Margaux Delporte has joined the University of Rhode Island’s College of Health Sciences as an assistant professor in the Department of Public Health.
The first-time professor joins URI’s faculty after completing her undergraduate and graduate studies in her native country of Belgium followed by a postdoctoral fellowship at Cornell University.
“I was drawn to URI because of the strength of the Department of Public Health’s undergraduate program, the recent addition of the master’s degree in public health program, and URI’s plans to establish a medical school,” said Delporte. “I was excited by the opportunity to contribute to building something new.”
“We are very excited to have Dr. Delporte join our department,” said Professor Molly Greaney, chair of the Department of Public Health. “She has a wealth of expertise in biostatistics and the analysis of longitudinal multivariate data that will benefit our master’s in public health students and undergraduate students, as well as the department and URI.”
Delporte develops and applies statistical methods to address questions in public health. Her research focuses on joint modeling, longitudinal data analysis, high dimensional data, and false discovery rate control.
“URI’s emphasis on applied, collaborative public health research aligns well with my own work, and I was struck by the overlap between my research interests and those of faculty in the Department of Public Health and the Department of Statistics,” said Delporte. “More broadly, my philosophy is to conduct research that makes a difference in people’s lives, and that resonates deeply with URI’s commitment to bettering the health of Rhode Islanders.”
According to Delporte, collecting and interpreting reliable data is vital to making a difference in public health.

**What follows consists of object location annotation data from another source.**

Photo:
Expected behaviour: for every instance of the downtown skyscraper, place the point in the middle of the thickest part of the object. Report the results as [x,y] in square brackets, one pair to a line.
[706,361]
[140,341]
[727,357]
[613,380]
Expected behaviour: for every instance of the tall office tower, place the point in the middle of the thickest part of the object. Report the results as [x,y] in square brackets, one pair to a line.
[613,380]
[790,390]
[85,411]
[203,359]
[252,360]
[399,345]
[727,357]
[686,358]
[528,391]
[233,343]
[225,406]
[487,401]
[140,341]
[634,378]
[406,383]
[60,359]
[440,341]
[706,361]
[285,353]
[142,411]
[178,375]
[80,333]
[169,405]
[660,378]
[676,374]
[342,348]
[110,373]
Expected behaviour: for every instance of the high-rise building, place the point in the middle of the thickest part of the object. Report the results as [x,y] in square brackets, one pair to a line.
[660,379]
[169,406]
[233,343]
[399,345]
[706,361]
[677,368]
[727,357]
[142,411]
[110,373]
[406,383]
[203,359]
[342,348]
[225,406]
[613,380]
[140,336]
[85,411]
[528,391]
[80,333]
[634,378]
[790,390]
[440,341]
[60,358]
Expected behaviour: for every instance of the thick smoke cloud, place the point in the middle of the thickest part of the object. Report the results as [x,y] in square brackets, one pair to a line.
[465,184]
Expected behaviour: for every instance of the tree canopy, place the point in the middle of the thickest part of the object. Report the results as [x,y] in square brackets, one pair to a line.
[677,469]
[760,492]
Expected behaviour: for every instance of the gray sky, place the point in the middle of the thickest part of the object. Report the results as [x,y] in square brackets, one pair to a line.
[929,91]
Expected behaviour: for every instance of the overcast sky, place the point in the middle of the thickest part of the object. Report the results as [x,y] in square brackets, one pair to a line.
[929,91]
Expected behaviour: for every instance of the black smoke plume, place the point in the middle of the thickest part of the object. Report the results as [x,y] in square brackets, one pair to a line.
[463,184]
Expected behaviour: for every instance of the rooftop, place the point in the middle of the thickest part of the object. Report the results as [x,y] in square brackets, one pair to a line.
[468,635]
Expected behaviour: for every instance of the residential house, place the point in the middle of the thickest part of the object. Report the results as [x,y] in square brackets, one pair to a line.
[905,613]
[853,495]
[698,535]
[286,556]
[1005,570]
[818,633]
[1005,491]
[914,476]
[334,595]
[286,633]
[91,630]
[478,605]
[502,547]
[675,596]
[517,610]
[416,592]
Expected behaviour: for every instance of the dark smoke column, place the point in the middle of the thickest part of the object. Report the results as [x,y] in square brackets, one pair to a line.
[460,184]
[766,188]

“Public health is fundamentally a data-driven field,” stated Delporte. “Statistical methods allow us to move beyond description and understand the determinants of health outcomes. Longitudinal methods allow us to study how health changes over time, which is essential for understanding the progression of chronic diseases and the long-term effects of exposures.”
Delporte is currently developing models for longitudinal data and false discovery rate control.
“The challenge of working with a dataset that has many variables is keeping false positives to a minimum,” said Delporte.
The professor is also working on a tool that gathers and synthesizes evidence on nutritional supplements and breast cancer. The tool searches PubMed for relevant literature and uses large language models to extract the findings of each paper. Then, statistical models are used to summarize all available evidence and determine whether there is an overall effect.
In the coming years, Delporte plans to build an independent research program focused on biostatistical methodology, specifically in false discovery rate control and joint modeling approaches for longitudinal data, while collaborating with colleagues across departments on applied projects involving multivariate, high-dimensional, and longitudinal data. In the classroom, Delporte looks forward to contributing to the master’s degree in public health program and continuing to make biostatistics accessible and interesting to students from diverse and non-quantitative backgrounds.